Graph Saliency Maps through Spectral Convolutional Networks: Application to Sex Classification with Brain Connectivity
This work addresses the need for interpretable ROI identification in neuroscience using graph-based methods, but it is incremental as it adapts existing class activation mapping to GCNs for a specific domain.
The authors tackled the problem of identifying brain regions of interest (ROIs) for phenotypic differences using graph convolutional networks (GCNs), proposing a visual attribution method based on class activation mapping and applying it to sex classification with brain connectivity data from over 5000 participants in UK Biobank, demonstrating robustness in highlighting reproducible regions and evaluating their neurobiological relevance.

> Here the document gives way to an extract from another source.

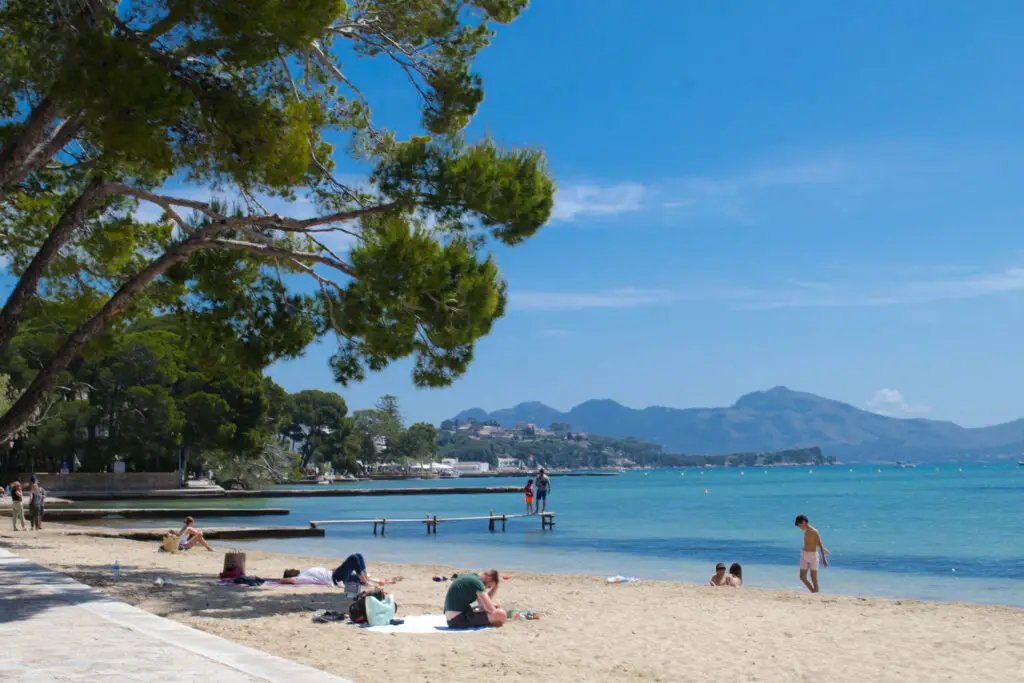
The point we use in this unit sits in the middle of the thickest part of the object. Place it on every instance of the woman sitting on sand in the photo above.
(735, 575)
(189, 537)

Graph convolutional networks (GCNs) allow to apply traditional convolution operations in non-Euclidean domains, where data are commonly modelled as irregular graphs. Medical imaging and, in particular, neuroscience studies often rely on such graph representations, with brain connectivity networks being a characteristic example, while ultimately seeking the locus of phenotypic or disease-related differences in the brain. These regions of interest (ROIs) are, then, considered to be closely associated with function and/or behaviour. Driven by this, we explore GCNs for the task of ROI identification and propose a visual attribution method based on class activation mapping. By undertaking a sex classification task as proof of concept, we show that this method can be used to identify salient nodes (brain regions) without prior node labels. Based on experiments conducted on neuroimaging data of more than 5000 participants from UK Biobank, we demonstrate the robustness of the proposed method in highlighting reproducible regions across individuals. We further evaluate the neurobiological relevance of the identified regions based on evidence from large-scale UK Biobank studies.